There is no mania for copyright extension. The U.S. followed E.U. practice to synchronize timespans. Will those timespans grow longer when the 1923 copyrights start expiring in 2018? I think it’s extremely doubtful. Virtually everybody in the author community agrees that current limits are already too long. Corporate interests are not at stake. Trademark protection is already forever as long as the mark is actively used; any copyright protection added on to that is minimal in dollar terms. I haven’t heard of any concerted effort by anyone anywhere to lengthen copyrights, and it’s now incredibly late to start fresh to do so by 2018. If you know of such efforts, please tell me about them because I’d be seriously interested in finding out. Otherwise, talk of an extension “mania” is basic Internet bullshit.

You’ve also talked about this with me before, and I’ll give you the same cite I gave you last time: “It is well settled that rights gained under the Copyright Act may be abandoned.” — Ninth Circuit Court of Appeals, “MICRO STAR v. FORMGEN INC GT 3D 3D DOES 100”

It might not be an explicit part of the US Code, but the courts don’t see any ambiguity, so I don’t know why anyone else should claim to.

The is no act of “copyright.” Patents, and trademarks are different things.

there can be issues because the laws are vague and dates that trigger the countdown may be the first publication - which may be the first actual sale.
So the later date may be used because until then it wasn’t actually sold… The law is vague…

It might be complicated, but it is not “vague.” It is quite specific. As a general matter, “Copyright in a work created on or after January 1, 1978, subsists from its creation …”

There is no law that says you must enforce your copyright, only that you can.

IANAL but it seems to me that failing to enforce your copyright does not confer the ability for others to take your work and copyright it. So in what way is copyright non-enforcement not the same as public domain. I suppose, other than the risk that your heirs may decide to take up the enforcement right. But then, isn’t there something about “well you knew and did nothing about this until now, it’s a bit late after 20 years?” This is always the excuse used by companies to shut down fan sites - if you don’t defend your right, you lose it?

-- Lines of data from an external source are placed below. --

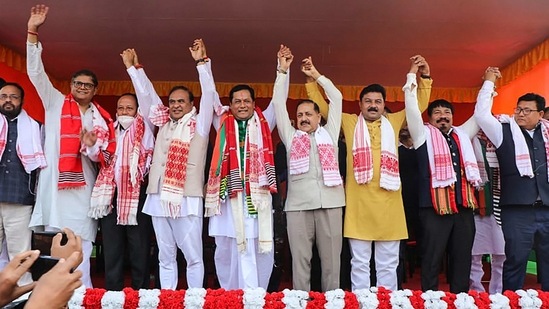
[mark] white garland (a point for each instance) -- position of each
(529, 299)
(77, 298)
(433, 300)
(113, 300)
(195, 298)
(148, 299)
(465, 301)
(367, 298)
(401, 299)
(295, 299)
(335, 299)
(499, 301)
(254, 298)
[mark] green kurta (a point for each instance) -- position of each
(372, 213)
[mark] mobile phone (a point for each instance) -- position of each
(42, 241)
(42, 265)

Failure to enforce is relevant to trademark issues, not copyright issues. Fan sites may present both kinds of questions.

A copyright holder may choose to refrain from suing any particular person without losing his or her right to enforce.

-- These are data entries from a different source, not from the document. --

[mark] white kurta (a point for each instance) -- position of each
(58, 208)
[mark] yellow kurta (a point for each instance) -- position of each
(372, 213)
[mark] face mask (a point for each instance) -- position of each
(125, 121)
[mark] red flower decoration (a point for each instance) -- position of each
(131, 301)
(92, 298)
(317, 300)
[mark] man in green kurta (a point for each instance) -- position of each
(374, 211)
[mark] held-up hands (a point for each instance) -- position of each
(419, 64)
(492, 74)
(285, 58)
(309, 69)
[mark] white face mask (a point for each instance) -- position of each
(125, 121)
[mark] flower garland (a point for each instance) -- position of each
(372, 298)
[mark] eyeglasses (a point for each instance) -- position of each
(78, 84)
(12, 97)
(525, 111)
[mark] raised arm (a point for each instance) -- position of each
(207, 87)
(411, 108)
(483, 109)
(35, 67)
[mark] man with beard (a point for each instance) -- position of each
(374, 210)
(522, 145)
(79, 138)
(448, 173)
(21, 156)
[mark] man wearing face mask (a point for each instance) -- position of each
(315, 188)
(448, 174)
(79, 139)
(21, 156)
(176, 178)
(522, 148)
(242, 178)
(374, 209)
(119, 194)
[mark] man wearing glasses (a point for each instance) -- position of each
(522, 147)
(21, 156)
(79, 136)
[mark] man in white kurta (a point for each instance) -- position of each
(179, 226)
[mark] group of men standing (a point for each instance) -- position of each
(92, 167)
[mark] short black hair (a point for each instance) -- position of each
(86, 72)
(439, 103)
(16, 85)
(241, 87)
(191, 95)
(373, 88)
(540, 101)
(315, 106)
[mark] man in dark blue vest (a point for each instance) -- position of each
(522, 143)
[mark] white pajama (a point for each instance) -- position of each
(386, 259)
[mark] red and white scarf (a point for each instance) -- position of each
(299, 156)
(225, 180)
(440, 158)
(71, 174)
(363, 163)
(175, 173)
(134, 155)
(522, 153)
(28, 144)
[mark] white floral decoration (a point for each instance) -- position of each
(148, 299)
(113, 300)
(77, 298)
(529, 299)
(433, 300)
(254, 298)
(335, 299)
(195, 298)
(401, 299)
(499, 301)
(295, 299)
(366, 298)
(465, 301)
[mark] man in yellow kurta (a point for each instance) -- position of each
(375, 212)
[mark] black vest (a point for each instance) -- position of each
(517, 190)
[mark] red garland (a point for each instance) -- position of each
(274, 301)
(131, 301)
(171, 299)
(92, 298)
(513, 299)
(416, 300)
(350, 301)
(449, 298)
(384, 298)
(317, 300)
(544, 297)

The only limitation is the statute of limitations, which is three years. You can’t recover for an act of infringement that happened more than three years ago.

The Micro Star case does contain that line. It does so in a reference, though, to another case, HAMPTON v. PARAMOUNT PICTURES CORPORATION, 279 F.2d 100, 103 (9th Cir. 1960). 1960 means that the ruling was talking about an earlier and now superseded Copyright Act. Still, the Court found it relevant so let’s see what it says.

Looking at that 1951 case, I see the same language.

Why does the Court believe this? I read the case more closely this time than in the previous thread. Because the law was indeed different then: you needed to claim copyright rather than copyright attaching automatically.

Despite the 1998 ruling - a sidenote in a case that was not about placing a work into the public domain - I continue to question whether the current law makes this automatic supposition. In that I seem to be supported by everyone on the Internet who matters. When the more learned advocates of freeing their works do so, it’s not by any overt act of placing the work in the public domain, it is by the loophole variant of a license. Why don’t we see floods of works forthrightly in the public domain if there is a known mechanism for doing so?

Excuse me for citing Wikipedia, but it seems sound enough:

Like Wikipedia - which has a rather enormous stake in the subject - I’m not going to say that works can be put into the public domain until I see an actual court case on that particular subject, not one that merely copies boilerplate from rulings on superseded law.